Why should one be concerned with fucose? Because two established functional roles for fucose are directly relevant to common cancers. First, fucose serves as an interaction domain which mediates cell-cell adhesion, cell-matrix adhesion, and cell-cell signaling. Fucose is often expressed as the terminal sugar on glycoproteins and glycolipids and is thus well-positioned for interactions with the cell’s environment. Fucose’s hydroxyl groups have been shown to ligate calcium, enabling homotypic cell adhesion as well as cell adhesion to (calciumdependent) selectin molecules on endothelial cells. This mechanism subserves both normal inflammatory cell recruitment and metastatic adhesion of circulating tumor cells [1]. Simple enzymatic removal of fucose from malignant cells profoundly decreased metastases in a rat mammary carcinoma model [3] and profoundly decreased invasion of human breast cancer cells into complex human extracellular matrix material [4]. Numerous examples of fucose’s adhesion/signaling actions are well documented in the literature.

The second major role of fucose is regulation of receptor activity. Fucosylation of the Notch1 receptor is required for optimal sensitivity to its ligands. “Core fucosylated” glycans regulate the biological functions of integrins and cadherins [5], as well as growth factor receptors such as EGFR and TGF-β1 [6]. Again, further examples are well documented elsewhere.

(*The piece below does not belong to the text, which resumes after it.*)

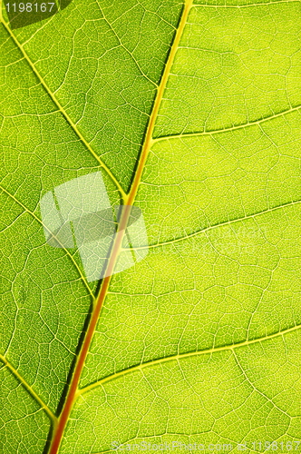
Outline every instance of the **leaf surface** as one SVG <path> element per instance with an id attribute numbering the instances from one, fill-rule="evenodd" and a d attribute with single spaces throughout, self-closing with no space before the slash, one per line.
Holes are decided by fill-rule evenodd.
<path id="1" fill-rule="evenodd" d="M 300 2 L 2 10 L 2 451 L 300 451 Z M 100 284 L 39 208 L 99 171 L 149 238 Z"/>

Just as one may speak of a “cancer genome” or a “cancer proteome,” the “cancer glycome” of a particular neoplasm encompasses the entire repertoire of biological carbohydrates, or glycans, expressed by the cancer cells, tissues and the organisms. The daunting complexity of this information obscures an important fact: many of the fucose-containing molecules of the cancer glycome are readily detectable without the aid of microarray technology or other specialized apparatus. In fact, fucose-containing tumor antigens are routinely assessed by standard immunohistochemical techniques. For example, the CD15 antibody detects the Lewis X carbohydrate antigen which is composed of 3 sugars including the immunodominant fucose. Another example, the CA 19-9 antibody detects a four-sugar antigen, sialyl Lewis A, which contains fucose. A third example is tumor-associated carcinoembryonic antigen (CEA, or CEACAM5) which is “decorated” with multiple copies of fucose-bearing Lewis X and Lewis Y. Other fucosylated molecules of interest include (among others) EGFR, the Notch1 receptor and possibly the normal cellular prion protein (PrPC). It is thus possible to glean information about the patient’s fucose-related cancer glycome by means of familiar validated technology.

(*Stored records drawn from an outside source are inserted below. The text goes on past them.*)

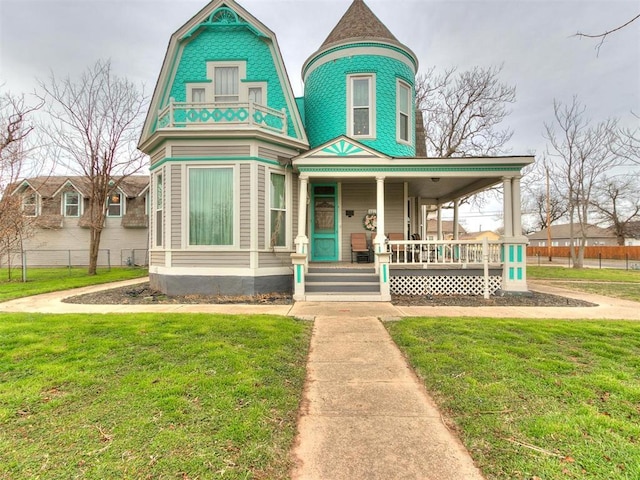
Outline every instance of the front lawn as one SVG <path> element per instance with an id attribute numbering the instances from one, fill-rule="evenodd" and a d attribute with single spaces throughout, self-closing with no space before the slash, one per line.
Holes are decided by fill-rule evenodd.
<path id="1" fill-rule="evenodd" d="M 0 274 L 0 302 L 6 302 L 40 293 L 146 277 L 149 272 L 146 268 L 112 267 L 109 270 L 99 269 L 96 275 L 88 275 L 86 268 L 30 268 L 26 282 L 22 281 L 20 272 L 14 272 L 11 281 L 7 280 L 6 269 L 0 270 Z"/>
<path id="2" fill-rule="evenodd" d="M 0 317 L 0 478 L 288 478 L 311 326 Z"/>
<path id="3" fill-rule="evenodd" d="M 488 479 L 640 478 L 640 323 L 387 328 Z"/>
<path id="4" fill-rule="evenodd" d="M 527 266 L 527 275 L 562 288 L 640 302 L 640 270 Z"/>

Users of advanced glycobiology techniques, such as glycan microarrays and mass spectrometry, aim to discover new cancer biomarkers and ultimately establish “cancer glycomes” for specific tumors, with diagnostic and prognostic value. It seems reasonable to predict that selected fucose-bearing glycan biomarkers, once identified and validated, might be targeted by immunohistochemical or similar techniques for routine evaluation. Fucose can then be utilized, in plain sight, to help construct and refine the cancer glycome.